You’re also the communication bridge between the patient and the obstetrician. That means relaying clinical information accurately and advocating for the patient, sometimes under significant time pressure. Quick decision-making and the ability to multitask are non-negotiable in this role.
The Emotional Weight Is the Hardest Part
Most people picture labor and delivery as a happy specialty, and it often is. But the emotional toll is the aspect that catches many nurses off guard. A study of 464 L&D nurses found that 35% reported moderate to severe levels of secondary traumatic stress. That’s more than one in three nurses carrying psychological weight from their work.
The sources of that stress are varied. Nurses described being haunted by traumatic births they witnessed, struggling to maintain composure while caring for patients in crisis, and replaying events afterward wondering what could have been done differently. The most commonly reported symptoms were intrusive thoughts about work during off hours, trouble sleeping, and heightened startle responses.
Fetal loss and stillbirth are part of the job. Nurses may need to bathe and photograph a deceased infant so parents have keepsakes. They support families through the worst moments of their lives while managing their own grief. The threat of litigation after bad outcomes adds another layer of stress, and some nurses in the study reported considering leaving L&D entirely to protect their mental health. Many hospitals schedule formal debriefing sessions with chaplains or social workers after difficult outcomes, but the emotional residue lingers.
This doesn’t mean the job is unsustainable. Many L&D nurses have long, fulfilling careers.
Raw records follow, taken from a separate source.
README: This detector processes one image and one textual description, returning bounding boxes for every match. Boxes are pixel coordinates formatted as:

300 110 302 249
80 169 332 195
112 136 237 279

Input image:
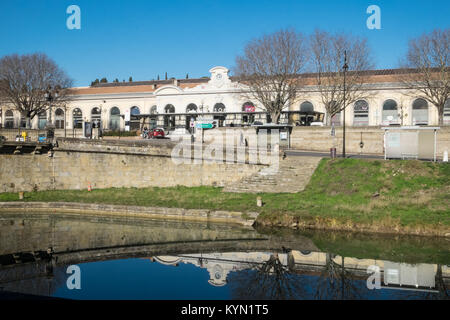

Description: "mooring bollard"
256 197 262 207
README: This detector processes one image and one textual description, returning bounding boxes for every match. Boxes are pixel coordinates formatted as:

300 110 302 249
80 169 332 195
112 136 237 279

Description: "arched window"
91 107 102 128
412 98 428 125
242 101 256 124
72 108 83 129
353 100 369 126
330 100 342 127
38 110 47 130
213 103 225 112
164 104 175 130
19 114 27 128
130 106 141 131
55 108 65 129
444 99 450 124
186 103 197 113
109 107 120 131
300 101 314 112
242 101 256 112
213 103 225 112
5 110 14 128
164 104 175 113
382 99 399 125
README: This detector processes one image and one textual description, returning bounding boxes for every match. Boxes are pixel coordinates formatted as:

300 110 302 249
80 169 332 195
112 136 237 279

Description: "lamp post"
44 87 58 126
342 51 348 158
44 87 58 143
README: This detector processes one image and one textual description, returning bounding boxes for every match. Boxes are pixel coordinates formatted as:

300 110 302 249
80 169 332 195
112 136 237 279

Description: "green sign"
197 123 213 129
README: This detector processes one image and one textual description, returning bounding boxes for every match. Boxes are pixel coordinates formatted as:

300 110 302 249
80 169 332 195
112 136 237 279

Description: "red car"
149 129 165 139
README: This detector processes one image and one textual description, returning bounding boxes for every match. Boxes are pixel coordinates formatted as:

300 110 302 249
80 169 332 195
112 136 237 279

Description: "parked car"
150 128 166 139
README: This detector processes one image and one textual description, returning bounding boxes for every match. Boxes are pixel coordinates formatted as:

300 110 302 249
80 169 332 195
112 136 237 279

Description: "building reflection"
150 250 450 299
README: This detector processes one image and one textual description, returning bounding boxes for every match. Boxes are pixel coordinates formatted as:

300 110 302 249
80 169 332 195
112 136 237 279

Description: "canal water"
0 212 450 300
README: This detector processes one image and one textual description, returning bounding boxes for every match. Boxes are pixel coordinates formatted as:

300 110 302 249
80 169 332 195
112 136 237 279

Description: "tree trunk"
325 111 331 126
438 105 444 126
270 111 280 124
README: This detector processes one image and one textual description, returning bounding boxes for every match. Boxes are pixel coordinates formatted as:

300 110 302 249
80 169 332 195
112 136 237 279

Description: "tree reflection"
314 253 367 300
229 252 306 300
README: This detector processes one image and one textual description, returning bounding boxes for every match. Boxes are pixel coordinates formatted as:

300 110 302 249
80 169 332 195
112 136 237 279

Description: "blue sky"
0 0 450 86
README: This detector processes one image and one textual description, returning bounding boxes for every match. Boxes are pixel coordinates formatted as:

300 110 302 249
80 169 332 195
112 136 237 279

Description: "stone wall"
205 126 450 158
291 127 450 158
0 141 262 192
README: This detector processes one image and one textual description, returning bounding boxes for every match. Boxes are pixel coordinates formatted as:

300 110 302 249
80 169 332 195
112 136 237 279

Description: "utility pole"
342 51 348 158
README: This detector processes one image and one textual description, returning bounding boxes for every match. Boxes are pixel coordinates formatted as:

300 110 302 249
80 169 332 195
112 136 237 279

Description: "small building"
382 126 440 161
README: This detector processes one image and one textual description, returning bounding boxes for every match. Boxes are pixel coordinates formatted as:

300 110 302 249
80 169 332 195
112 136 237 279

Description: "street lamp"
342 51 348 158
44 87 58 126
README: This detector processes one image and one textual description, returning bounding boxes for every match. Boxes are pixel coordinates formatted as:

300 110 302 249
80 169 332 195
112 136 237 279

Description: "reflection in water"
151 250 450 300
0 214 450 299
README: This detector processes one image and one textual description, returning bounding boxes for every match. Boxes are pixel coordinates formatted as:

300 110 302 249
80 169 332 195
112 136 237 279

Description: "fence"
0 128 83 141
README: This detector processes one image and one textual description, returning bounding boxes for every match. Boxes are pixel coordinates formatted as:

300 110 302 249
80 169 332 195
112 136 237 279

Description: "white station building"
0 66 450 131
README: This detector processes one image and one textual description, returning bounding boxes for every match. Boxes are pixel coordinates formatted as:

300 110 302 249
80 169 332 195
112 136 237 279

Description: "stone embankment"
224 157 321 193
0 202 258 226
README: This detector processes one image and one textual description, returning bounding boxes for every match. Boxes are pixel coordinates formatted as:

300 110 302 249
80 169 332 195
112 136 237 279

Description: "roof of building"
69 69 440 95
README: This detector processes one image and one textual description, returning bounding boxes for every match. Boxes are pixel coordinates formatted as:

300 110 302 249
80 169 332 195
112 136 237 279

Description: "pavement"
285 149 384 159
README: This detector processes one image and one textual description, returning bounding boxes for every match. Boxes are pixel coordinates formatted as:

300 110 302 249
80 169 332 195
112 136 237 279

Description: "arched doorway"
444 99 450 125
329 101 342 127
72 108 83 129
130 106 141 131
91 107 102 128
298 101 314 126
164 104 175 130
185 103 197 130
242 101 256 125
353 100 369 126
55 108 65 129
213 103 226 127
412 98 428 125
149 106 158 129
38 110 47 130
109 107 120 131
382 99 399 125
5 110 14 129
But going in with realistic expectations about the emotional demands helps you build coping strategies early rather than being blindsided.
What Makes or Breaks You in This Role
The nurses who thrive in labor and delivery share a few traits. Empathy and emotional intelligence rank high because you’re working with families in an extremely vulnerable state. A laboring patient and her partner may be excited, terrified, exhausted, or all three at once, and reading those emotions accurately changes the quality of care you provide.
Clinical confidence matters just as much. You need to recognize when a fetal heart rate tracing looks concerning, when a mother’s vital signs are shifting, and when to escalate to the physician. Hesitation in those moments can have serious consequences. This kind of judgment develops with experience, but it builds on a foundation of strong clinical knowledge that starts in school.
Physical stamina is the practical requirement people underestimate. Twelve hours of standing, moving, and staying mentally sharp through overnight shifts wears on your body. Nurses who prioritize their own fitness and recovery between shifts tend to sustain the career longer.
How It Compares to Other Nursing Paths
In terms of educational difficulty, becoming an L&D nurse is no harder than becoming any other type of registered nurse. You take the same NCLEX exam, complete the same core coursework, and earn the same license. The additional difficulty comes after school: the competitive hiring process, the steep on-the-job learning curve, the physical intensity of 12-hour shifts on your feet, and the emotional demands that are unique to a specialty where both life and death happen in the same unit on the same day.
If you’re drawn to the work, the path is straightforward even if it isn’t easy. Earn your nursing degree, pass the NCLEX, gain experience, and pursue the specialty. The nurses who find it hardest aren’t typically the ones who struggled academically. They’re the ones who weren’t prepared for how much the job would ask of them emotionally.